Плутовство даром мне не дается: я замечаю, что вкус апельсинов мне сделался гадок, а брошенный взгляд на наклейки “Maroc” вызывает скрипучую сухость во рту – будто я зажевал стакан виски песком. Стоит завидеть мне главврача в коридоре, как на память приходит Махмуд. Собственно, мой Махмудка и есть главный врач. Так же, как Аствацатуров – хирург – в моей книге потеет шофером Саидом, а дежурный медбрат, не снимая больничные тапки, стоит на часах в полицейском участке Кенитра-Тарфаи. Что до Германа – для него сыскалась в романе лишь блеклая тень: поскольку с Махмудом мы пробавляемся дальше без трупа, резчика трупов нам тоже не нужно. Пожалуй, единственно в этом реальность и вымысел сводят на время свою прагматичную дружбу.
* * *
Тетя идет на поправку. По прогнозам врачей, в больнице лежать ей еще три недели – если все пойдет по сценарию. Внешне Светлана здорова, разве что очень бледна. Количество трубок в ее паутине уменьшилось вдвое.
– Кулачок тренируется в поте лица, – улыбается деснами доктор. – Торопится стать силачом, а мы ему – кашку.
Кулачок – это сердце. Кашка – лекарство. Сердце – это ура.
– Ура! – говорю я жене, обновляя ромашки в стакане.
– У них уже месяц ура, – отвечает она. – Хорошо бы сменять их ура на пора.
– Не ворчи.
– Наверно, немного устала… Как поживает наш сирота?
На дворе зевает, сверкнув золотыми зубами, апрель.
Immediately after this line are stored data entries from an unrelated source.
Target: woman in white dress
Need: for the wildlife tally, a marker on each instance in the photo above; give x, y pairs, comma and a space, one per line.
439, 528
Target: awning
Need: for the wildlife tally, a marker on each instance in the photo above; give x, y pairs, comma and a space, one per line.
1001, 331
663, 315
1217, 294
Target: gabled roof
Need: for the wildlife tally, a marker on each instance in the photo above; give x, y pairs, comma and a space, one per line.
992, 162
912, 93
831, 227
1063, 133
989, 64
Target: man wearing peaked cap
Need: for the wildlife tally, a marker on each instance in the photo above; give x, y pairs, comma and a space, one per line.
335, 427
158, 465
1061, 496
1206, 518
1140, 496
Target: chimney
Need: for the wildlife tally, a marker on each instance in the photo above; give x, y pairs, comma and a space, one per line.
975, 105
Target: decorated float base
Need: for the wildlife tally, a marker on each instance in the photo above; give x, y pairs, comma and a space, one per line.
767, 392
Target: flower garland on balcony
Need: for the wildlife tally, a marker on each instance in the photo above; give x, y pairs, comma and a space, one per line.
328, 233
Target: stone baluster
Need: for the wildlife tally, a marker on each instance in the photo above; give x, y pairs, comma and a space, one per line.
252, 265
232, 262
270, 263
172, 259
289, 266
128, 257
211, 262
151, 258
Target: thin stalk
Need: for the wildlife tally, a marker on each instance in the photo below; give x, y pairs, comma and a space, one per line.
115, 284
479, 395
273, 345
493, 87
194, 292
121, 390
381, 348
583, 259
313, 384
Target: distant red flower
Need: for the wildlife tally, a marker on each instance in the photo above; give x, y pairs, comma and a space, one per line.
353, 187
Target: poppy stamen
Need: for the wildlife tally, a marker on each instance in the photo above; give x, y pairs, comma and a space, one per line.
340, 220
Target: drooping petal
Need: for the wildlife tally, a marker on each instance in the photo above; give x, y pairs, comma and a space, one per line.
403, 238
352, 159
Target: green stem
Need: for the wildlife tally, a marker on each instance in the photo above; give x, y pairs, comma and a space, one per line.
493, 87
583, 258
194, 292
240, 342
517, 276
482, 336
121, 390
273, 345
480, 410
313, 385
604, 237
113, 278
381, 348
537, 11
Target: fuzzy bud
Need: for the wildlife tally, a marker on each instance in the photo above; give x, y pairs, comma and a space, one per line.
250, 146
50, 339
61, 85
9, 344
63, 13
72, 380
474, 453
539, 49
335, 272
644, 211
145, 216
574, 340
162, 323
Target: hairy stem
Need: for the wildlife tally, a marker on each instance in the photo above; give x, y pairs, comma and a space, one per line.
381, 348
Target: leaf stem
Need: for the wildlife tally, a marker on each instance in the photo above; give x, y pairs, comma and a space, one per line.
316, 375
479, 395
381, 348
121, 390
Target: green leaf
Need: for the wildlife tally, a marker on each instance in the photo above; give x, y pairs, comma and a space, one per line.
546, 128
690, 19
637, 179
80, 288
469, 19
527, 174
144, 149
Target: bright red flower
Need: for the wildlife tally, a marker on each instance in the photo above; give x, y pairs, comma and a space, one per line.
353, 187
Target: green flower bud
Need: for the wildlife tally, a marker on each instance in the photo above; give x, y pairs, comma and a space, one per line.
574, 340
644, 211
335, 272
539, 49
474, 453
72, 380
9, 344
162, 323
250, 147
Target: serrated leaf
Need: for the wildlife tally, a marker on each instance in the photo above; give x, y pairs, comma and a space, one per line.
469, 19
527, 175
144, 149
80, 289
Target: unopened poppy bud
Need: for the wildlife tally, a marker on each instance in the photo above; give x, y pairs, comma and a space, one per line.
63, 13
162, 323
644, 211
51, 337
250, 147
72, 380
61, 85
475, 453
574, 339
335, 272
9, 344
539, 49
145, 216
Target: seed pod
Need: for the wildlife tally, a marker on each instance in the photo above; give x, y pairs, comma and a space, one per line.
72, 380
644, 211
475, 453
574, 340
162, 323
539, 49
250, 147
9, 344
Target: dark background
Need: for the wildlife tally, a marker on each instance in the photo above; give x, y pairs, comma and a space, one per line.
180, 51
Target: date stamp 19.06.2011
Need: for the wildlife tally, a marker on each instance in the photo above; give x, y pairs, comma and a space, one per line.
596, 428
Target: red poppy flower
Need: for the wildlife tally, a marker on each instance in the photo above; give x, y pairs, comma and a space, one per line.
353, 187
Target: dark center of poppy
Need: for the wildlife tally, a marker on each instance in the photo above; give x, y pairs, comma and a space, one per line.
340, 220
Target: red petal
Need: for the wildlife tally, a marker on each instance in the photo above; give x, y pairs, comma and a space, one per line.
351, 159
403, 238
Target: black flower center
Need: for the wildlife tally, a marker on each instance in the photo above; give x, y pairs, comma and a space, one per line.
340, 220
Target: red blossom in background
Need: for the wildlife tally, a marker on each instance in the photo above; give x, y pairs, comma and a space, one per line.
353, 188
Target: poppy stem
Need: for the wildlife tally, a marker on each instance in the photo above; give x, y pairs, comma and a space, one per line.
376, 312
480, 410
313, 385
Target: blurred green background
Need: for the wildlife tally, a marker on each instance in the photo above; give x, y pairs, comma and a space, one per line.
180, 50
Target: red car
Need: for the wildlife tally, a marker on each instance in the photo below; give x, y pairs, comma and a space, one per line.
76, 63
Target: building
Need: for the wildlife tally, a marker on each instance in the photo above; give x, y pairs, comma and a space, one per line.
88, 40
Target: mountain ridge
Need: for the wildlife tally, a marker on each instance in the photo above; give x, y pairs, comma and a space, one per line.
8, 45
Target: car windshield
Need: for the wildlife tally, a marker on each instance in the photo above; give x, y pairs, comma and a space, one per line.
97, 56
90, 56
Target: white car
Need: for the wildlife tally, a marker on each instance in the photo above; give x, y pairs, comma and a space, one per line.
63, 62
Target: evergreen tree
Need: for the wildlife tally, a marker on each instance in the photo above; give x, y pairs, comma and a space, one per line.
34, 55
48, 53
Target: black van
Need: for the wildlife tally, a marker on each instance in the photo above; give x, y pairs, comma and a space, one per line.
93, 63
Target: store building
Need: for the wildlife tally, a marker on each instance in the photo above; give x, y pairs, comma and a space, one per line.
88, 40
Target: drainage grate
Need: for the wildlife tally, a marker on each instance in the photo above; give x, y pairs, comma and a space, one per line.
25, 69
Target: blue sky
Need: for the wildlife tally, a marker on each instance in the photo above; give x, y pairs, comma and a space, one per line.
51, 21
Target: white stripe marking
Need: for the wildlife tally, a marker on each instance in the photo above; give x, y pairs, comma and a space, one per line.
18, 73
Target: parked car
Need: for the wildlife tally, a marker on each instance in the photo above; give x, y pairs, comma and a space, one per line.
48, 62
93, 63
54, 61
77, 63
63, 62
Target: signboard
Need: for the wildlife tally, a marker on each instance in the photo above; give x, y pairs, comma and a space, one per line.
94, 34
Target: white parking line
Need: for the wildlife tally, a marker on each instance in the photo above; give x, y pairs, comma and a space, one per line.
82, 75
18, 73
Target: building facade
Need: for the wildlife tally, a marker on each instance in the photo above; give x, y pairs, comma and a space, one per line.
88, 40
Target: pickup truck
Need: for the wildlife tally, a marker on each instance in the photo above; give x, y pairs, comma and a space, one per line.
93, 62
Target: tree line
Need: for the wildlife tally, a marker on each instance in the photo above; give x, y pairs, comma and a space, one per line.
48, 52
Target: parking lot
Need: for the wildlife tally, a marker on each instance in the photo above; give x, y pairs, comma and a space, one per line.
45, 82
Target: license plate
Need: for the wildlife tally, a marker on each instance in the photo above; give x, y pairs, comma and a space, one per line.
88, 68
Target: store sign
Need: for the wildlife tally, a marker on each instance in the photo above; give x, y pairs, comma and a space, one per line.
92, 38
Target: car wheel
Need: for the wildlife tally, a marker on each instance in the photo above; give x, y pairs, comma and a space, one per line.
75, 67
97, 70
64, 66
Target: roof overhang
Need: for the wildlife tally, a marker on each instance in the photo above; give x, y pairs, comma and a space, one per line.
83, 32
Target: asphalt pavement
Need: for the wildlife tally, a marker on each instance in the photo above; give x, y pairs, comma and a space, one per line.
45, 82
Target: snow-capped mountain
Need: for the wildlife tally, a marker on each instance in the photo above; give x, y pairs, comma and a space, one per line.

Сквозь окно проникает в палату спелый запах щекастого солнца. Весна-карапуз дышит нам сдобой в глаза и нагоняет слезу на ресницы. Не мудрено, что Тетя припомнила детский приют.
– Дон Иван? Лучше всех.
– Принеси почитать.
– Не подумаю. Тебе нельзя напрягаться.
– Послушать врачей, так просыпаться мне тоже нельзя. Когда я не сплю, у меня кружится голова.
– Привыкай. Как выйдешь отсюда, я вскружу тебе голову.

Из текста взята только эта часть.